The trial court properly rejected appellants' argument and ordered distribution to Stanton.


The judgment (Order Disallowing Objections, Appointing Successor Trustee, Terminating Trust, and Decree of Final Distribution) is affirmed.   Costs to respondent.


FN1. All statutory references are to the Civil Code unless otherwise indicated..  FN1. All statutory references are to the Civil Code unless otherwise indicated.
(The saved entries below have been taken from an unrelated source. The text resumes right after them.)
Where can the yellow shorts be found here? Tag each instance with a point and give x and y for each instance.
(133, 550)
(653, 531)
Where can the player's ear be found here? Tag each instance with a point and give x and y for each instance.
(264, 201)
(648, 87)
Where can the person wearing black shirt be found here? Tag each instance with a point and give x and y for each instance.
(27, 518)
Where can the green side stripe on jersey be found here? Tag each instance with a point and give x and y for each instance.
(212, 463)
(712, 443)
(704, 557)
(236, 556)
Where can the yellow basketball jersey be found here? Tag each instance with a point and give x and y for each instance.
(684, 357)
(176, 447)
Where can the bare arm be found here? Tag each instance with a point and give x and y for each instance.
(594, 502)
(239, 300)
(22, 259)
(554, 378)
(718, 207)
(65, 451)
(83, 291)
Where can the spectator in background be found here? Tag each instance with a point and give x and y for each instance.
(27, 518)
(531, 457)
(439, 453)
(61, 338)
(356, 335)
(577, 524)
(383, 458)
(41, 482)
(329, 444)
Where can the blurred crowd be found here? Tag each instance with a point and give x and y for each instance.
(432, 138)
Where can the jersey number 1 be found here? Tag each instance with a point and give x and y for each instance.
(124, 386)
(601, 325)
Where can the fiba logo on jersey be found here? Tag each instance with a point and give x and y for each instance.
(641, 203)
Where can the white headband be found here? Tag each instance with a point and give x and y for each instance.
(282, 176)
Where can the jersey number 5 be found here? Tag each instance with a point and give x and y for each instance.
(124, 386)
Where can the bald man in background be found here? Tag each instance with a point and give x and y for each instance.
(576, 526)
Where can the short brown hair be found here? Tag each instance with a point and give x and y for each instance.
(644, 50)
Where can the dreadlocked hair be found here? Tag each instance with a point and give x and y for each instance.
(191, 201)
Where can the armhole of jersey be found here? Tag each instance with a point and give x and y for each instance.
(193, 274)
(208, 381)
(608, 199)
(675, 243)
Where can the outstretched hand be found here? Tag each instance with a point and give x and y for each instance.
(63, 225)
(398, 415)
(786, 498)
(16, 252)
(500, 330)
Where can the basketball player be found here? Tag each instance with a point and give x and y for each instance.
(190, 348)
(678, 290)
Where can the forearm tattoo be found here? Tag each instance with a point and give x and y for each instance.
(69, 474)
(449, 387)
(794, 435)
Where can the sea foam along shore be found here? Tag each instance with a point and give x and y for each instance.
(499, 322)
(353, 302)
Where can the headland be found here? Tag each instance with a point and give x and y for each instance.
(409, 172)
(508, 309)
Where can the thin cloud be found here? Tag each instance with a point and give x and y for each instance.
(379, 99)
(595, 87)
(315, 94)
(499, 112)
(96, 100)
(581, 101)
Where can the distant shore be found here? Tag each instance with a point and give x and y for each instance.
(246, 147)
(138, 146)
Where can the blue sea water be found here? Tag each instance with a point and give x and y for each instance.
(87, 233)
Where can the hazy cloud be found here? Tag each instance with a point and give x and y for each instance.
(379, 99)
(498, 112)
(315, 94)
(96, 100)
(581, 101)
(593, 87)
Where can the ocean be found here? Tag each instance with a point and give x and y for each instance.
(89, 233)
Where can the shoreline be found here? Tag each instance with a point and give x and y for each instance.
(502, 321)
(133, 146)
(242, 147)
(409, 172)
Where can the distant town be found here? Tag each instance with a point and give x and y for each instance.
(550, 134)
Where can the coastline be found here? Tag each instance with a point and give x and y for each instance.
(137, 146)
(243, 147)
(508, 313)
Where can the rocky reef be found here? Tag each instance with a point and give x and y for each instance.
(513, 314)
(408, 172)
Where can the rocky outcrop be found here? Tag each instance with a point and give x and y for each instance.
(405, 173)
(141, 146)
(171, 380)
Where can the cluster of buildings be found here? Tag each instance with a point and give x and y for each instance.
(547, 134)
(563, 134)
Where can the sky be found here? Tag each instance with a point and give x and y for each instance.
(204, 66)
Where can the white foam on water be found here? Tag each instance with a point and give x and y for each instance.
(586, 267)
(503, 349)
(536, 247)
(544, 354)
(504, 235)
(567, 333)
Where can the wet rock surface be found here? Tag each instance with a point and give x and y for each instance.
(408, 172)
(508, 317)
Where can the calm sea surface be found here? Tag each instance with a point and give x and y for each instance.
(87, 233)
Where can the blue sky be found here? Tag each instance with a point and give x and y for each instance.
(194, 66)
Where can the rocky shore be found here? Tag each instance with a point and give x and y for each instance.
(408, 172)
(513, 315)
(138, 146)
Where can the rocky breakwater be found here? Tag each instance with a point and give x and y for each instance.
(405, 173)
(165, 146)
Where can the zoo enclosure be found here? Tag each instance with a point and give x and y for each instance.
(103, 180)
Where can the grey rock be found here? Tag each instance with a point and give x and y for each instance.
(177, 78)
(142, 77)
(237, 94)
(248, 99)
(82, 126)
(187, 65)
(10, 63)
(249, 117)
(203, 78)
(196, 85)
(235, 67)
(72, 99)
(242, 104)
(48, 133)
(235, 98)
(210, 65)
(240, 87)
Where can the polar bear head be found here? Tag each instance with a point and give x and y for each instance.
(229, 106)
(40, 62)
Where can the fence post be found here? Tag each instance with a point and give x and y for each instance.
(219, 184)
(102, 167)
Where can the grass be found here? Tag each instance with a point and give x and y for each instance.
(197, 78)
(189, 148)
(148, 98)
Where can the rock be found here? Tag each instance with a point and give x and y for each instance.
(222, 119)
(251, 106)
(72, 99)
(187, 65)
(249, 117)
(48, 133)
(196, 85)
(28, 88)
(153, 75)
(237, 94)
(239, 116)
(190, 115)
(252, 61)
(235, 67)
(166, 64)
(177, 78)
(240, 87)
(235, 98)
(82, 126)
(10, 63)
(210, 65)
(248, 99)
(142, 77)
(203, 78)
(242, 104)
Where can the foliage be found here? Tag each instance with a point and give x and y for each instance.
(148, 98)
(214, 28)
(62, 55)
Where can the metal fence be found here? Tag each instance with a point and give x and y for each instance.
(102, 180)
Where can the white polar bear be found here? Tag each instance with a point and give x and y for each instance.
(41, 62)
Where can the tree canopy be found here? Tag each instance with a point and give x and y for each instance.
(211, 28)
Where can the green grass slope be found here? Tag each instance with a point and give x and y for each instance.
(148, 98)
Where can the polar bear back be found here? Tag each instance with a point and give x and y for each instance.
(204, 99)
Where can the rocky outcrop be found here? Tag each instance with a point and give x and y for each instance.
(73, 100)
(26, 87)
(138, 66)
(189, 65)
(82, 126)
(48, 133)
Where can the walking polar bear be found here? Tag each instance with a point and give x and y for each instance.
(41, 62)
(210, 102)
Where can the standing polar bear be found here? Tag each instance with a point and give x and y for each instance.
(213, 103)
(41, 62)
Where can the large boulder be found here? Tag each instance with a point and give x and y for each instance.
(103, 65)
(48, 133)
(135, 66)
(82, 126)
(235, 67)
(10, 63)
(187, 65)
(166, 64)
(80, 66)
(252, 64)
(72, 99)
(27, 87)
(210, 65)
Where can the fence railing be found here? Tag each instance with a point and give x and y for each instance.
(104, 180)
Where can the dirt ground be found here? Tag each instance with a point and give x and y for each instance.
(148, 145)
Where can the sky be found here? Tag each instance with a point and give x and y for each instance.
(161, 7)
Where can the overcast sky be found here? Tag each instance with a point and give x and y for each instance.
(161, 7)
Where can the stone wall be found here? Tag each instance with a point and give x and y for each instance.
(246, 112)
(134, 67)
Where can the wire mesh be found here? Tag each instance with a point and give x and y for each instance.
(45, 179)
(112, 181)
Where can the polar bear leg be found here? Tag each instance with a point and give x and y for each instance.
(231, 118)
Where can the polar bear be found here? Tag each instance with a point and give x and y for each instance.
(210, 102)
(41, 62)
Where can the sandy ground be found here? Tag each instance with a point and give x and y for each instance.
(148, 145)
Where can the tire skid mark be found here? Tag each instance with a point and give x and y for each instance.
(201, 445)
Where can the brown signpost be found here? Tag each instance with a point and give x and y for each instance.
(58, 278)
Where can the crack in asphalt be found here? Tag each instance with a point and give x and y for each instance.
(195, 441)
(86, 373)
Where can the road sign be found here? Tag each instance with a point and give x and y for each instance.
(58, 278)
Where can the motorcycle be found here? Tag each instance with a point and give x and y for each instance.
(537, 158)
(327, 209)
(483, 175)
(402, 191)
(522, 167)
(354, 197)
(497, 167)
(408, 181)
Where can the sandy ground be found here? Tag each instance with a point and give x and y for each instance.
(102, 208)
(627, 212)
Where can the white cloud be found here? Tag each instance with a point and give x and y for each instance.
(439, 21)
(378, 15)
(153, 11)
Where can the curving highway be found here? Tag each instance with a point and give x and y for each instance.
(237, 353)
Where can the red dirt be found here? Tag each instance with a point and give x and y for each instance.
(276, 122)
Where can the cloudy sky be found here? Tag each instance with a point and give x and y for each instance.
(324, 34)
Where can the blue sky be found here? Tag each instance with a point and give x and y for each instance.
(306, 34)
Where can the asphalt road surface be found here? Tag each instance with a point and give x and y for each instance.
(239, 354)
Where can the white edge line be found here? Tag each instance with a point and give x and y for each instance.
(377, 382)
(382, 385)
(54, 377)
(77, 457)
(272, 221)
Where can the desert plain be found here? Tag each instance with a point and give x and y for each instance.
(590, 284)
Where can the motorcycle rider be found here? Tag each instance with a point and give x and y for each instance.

2.   Section 1389.4 provides:“(a) Except as provided in subdivision (b), if an appointment by will or by instrument effective only at the death of the donee is ineffective because of the death of an appointee before the appointment becomes effective and the appointee leaves issue surviving the donee, the surviving issue of such appointee shall take the appointed property in the same manner as the appointee would have taken had the appointee survived the donee except that the property shall pass only to persons who are permissible appointees, including those permitted under Section 1389.5․“(b) This section does not apply if either the donor or donee manifests an intent that some other disposition of the appointive property shall be made.”

THAXTER, Associate Justice.

BEST, P.J., and Wm. A. STONE, J., concur.